As UU Ministers Association President Cheryl M. Walker noted in a recent newsletter, this time of year with its unrelenting emphasis on happiness, good cheer, and joy and does not leave space for the sadness, anger, and despair we may feel due to personal, national or global circumstances. We can nonetheless hold space for ourselves and for others to feel what we feel and to know that it’s OK. We can witness each other’s reality, whatever it is. That might just be the greatest Christmas gift we can give someone, or ourselves.
I also hold close what is important to me in this season around the edges of our blended traditions. I can pause in all the clutter and busyness to note what’s always been central to me in this time: the turning of the seasons and the importance of the fallow time of winter. Winter’s fallow time calls me to the experience of mystery. It’s cold, seemingly lifeless, barren. Nonetheless, beneath the apparent lifelessness, important things are happening. Seeds are resting, maturing so that they can come forth in the green shoots of spring. Animals are hibernating, or have migrated to warmer climates, preparing to awaken or to return. While some have left or hidden themselves away, others, like the little juncos in their bird-sized tuxedos, have returned.

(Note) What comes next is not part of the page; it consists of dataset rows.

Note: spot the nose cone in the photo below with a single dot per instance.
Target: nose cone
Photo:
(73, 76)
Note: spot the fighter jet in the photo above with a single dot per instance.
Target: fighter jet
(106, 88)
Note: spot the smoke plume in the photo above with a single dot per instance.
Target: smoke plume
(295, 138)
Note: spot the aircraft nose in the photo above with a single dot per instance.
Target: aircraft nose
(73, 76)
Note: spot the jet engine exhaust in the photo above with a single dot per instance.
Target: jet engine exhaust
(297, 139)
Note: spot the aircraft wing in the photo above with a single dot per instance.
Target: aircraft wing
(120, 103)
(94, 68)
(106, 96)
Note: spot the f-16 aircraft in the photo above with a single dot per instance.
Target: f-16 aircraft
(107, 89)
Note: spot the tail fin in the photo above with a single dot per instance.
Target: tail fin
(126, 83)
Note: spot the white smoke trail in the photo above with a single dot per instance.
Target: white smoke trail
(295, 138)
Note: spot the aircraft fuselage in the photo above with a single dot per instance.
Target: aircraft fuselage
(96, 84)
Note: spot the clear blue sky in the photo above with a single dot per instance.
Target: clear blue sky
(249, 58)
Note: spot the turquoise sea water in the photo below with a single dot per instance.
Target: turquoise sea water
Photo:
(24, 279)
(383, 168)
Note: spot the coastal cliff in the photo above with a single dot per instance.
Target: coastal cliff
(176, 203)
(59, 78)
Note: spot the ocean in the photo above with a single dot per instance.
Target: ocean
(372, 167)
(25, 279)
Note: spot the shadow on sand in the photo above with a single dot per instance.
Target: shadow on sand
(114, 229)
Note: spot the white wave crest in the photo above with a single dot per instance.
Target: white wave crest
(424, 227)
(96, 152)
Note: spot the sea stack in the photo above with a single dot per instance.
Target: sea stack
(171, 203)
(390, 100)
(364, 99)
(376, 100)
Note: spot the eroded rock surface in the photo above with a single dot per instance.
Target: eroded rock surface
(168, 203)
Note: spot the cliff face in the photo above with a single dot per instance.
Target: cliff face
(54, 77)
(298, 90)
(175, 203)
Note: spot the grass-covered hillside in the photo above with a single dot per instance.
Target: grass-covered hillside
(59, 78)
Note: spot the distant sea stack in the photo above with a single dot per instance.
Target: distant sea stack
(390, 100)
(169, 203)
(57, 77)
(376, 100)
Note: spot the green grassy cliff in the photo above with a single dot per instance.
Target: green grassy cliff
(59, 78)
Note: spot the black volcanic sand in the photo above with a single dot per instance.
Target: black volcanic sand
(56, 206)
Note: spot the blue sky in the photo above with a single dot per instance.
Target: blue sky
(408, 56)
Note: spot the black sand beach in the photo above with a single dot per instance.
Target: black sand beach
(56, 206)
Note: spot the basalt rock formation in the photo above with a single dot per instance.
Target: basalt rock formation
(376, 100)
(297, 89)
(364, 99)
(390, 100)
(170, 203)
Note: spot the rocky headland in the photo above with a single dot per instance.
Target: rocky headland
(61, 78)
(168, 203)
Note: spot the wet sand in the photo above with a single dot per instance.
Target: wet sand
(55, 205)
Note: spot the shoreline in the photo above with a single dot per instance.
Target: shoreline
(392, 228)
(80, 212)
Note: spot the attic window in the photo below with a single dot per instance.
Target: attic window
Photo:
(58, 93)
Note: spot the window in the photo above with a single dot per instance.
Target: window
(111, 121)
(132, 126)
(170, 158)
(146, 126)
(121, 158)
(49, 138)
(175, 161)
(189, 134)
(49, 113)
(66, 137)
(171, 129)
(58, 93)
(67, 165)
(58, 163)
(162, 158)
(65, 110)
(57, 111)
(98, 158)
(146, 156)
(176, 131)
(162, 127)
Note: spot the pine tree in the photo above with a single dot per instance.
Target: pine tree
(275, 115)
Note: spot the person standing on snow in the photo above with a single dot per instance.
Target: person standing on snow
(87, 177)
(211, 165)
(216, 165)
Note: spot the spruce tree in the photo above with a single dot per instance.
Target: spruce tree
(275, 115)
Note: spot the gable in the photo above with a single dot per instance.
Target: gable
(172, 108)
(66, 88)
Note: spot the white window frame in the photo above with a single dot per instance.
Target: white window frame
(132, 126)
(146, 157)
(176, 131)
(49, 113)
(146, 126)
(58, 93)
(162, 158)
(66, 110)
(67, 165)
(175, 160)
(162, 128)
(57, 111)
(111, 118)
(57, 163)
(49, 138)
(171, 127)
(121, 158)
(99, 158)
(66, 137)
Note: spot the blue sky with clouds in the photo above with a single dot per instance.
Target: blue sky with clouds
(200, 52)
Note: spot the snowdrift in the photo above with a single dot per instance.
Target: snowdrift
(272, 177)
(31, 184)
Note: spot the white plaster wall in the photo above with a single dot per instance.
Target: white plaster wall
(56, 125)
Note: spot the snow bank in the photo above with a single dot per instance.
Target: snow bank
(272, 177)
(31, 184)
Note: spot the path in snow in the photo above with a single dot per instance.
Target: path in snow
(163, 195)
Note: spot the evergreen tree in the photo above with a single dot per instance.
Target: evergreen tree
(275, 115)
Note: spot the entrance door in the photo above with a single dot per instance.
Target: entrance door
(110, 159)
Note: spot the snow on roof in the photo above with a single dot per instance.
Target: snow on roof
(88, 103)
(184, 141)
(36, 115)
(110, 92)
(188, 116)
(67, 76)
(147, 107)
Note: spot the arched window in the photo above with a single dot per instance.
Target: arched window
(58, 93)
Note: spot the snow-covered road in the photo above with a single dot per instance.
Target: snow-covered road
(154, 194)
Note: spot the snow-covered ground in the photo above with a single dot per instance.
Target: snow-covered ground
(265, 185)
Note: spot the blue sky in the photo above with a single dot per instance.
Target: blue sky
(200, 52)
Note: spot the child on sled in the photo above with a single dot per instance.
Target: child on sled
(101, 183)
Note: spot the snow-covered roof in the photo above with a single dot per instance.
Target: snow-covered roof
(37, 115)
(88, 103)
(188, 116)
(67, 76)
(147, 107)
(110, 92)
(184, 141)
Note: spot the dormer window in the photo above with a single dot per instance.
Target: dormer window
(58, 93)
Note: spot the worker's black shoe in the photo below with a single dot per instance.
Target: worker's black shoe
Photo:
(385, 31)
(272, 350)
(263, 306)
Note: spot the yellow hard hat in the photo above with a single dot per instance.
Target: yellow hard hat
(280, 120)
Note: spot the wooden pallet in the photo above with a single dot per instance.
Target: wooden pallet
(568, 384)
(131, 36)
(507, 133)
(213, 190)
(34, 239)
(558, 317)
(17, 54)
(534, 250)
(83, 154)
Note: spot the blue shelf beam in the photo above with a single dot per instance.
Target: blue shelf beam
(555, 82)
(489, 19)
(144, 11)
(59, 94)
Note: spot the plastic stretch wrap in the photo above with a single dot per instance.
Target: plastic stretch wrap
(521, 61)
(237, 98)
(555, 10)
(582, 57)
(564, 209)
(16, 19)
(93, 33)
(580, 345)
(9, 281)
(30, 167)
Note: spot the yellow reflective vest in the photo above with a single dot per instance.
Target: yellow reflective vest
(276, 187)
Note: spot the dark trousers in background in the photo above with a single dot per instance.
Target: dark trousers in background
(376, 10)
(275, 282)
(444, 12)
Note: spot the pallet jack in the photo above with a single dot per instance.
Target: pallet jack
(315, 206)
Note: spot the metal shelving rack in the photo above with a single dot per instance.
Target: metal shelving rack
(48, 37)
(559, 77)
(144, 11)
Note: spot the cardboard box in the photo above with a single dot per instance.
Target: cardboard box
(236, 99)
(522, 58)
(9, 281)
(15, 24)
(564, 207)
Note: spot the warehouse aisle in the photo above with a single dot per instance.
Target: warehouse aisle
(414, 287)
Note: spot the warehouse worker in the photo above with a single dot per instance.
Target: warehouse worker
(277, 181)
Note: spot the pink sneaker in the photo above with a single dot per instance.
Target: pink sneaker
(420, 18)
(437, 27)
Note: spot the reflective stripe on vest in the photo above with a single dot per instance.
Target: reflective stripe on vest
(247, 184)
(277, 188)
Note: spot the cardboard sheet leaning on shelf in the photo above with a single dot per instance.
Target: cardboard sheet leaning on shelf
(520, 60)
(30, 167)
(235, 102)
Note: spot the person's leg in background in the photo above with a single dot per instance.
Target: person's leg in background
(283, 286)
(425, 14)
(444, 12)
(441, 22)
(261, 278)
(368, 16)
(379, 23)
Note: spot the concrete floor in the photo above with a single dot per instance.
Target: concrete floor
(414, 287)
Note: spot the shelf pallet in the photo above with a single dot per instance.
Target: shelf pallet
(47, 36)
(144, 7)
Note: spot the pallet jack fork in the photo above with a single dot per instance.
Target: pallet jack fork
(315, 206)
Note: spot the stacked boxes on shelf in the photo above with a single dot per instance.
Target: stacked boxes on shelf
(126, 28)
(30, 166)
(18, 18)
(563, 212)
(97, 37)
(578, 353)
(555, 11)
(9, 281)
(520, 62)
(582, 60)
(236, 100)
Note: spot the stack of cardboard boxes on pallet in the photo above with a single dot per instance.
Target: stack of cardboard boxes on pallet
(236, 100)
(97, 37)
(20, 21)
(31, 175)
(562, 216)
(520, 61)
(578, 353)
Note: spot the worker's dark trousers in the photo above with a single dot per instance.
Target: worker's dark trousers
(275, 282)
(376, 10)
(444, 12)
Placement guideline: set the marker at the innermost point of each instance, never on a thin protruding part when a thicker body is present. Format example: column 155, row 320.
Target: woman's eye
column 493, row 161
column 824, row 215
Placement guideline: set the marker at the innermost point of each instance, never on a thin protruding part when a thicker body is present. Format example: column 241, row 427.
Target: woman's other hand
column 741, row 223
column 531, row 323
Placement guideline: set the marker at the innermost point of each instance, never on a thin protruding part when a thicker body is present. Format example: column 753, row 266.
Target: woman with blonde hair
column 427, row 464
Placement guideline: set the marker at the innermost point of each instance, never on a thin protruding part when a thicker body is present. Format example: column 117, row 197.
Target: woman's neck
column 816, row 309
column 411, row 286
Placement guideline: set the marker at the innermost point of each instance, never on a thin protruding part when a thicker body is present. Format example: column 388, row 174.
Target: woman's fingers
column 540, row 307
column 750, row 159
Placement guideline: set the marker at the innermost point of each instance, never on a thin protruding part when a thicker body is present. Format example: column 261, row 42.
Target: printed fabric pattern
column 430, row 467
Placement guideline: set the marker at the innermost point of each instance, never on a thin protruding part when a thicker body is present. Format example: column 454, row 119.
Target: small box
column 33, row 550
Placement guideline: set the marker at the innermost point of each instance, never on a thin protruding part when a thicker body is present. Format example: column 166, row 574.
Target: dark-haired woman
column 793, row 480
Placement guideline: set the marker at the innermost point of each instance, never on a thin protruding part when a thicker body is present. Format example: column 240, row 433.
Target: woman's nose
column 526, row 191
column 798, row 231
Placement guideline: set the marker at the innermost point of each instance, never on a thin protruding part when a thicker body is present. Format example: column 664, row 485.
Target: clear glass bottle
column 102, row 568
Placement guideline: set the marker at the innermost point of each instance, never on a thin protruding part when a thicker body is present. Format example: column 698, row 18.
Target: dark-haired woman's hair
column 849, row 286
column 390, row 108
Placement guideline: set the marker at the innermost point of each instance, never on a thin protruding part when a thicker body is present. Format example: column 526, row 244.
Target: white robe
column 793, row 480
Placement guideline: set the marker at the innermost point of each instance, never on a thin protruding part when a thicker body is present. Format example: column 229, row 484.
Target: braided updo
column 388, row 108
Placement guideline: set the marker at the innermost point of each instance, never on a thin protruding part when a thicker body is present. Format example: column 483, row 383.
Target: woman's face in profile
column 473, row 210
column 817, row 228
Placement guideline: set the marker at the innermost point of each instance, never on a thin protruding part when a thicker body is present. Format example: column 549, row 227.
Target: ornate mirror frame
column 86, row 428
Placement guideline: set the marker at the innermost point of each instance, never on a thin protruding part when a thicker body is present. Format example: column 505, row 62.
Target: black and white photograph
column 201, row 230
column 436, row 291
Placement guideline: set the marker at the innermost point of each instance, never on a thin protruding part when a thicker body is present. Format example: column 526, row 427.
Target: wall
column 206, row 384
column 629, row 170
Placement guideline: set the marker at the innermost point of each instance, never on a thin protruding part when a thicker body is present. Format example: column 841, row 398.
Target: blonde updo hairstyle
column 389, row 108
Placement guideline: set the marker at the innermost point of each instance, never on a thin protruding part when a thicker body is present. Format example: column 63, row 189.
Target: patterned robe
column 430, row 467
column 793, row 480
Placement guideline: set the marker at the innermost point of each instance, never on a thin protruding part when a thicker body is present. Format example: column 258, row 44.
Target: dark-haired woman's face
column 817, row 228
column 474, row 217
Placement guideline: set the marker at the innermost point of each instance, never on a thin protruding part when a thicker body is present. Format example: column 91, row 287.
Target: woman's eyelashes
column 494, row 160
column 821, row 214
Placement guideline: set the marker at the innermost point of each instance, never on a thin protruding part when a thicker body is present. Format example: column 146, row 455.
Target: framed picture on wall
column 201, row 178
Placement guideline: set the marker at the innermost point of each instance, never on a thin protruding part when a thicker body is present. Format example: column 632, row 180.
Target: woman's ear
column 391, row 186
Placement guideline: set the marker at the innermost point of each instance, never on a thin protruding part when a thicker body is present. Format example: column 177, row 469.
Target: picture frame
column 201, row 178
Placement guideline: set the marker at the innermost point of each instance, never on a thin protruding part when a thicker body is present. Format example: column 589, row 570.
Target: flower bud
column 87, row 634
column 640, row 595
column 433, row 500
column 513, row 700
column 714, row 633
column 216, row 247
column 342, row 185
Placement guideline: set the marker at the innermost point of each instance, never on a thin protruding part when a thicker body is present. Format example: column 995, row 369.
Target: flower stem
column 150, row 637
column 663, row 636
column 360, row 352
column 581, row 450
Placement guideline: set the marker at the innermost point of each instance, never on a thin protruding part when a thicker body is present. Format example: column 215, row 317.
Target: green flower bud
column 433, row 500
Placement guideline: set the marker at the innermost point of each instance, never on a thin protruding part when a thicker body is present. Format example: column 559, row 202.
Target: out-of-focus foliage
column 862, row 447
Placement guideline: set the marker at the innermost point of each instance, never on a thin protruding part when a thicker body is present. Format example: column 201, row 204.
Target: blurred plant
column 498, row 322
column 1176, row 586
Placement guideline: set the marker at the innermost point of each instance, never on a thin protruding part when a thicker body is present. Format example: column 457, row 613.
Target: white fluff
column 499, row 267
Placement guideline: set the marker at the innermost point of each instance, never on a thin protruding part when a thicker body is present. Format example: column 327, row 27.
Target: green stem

Solstice has always been more significant for me than Christmas. I’m much happier when there is more light. I celebrate the lengthening of days, the return of the light that has diminished over the previous months. I welcome its promise of warmth. As I light candles, I recall the mystery of how the light always returns. No matter what my intellectual understanding of the physics of solstice is, I’m struck again by the way it opens out into something greater in its transcendence of the ordinary.
Whatever your traditions, whatever your hopes and dreams and needs for this complicated season may be, know that we’re all held in an endless web of life and in the blessing of community.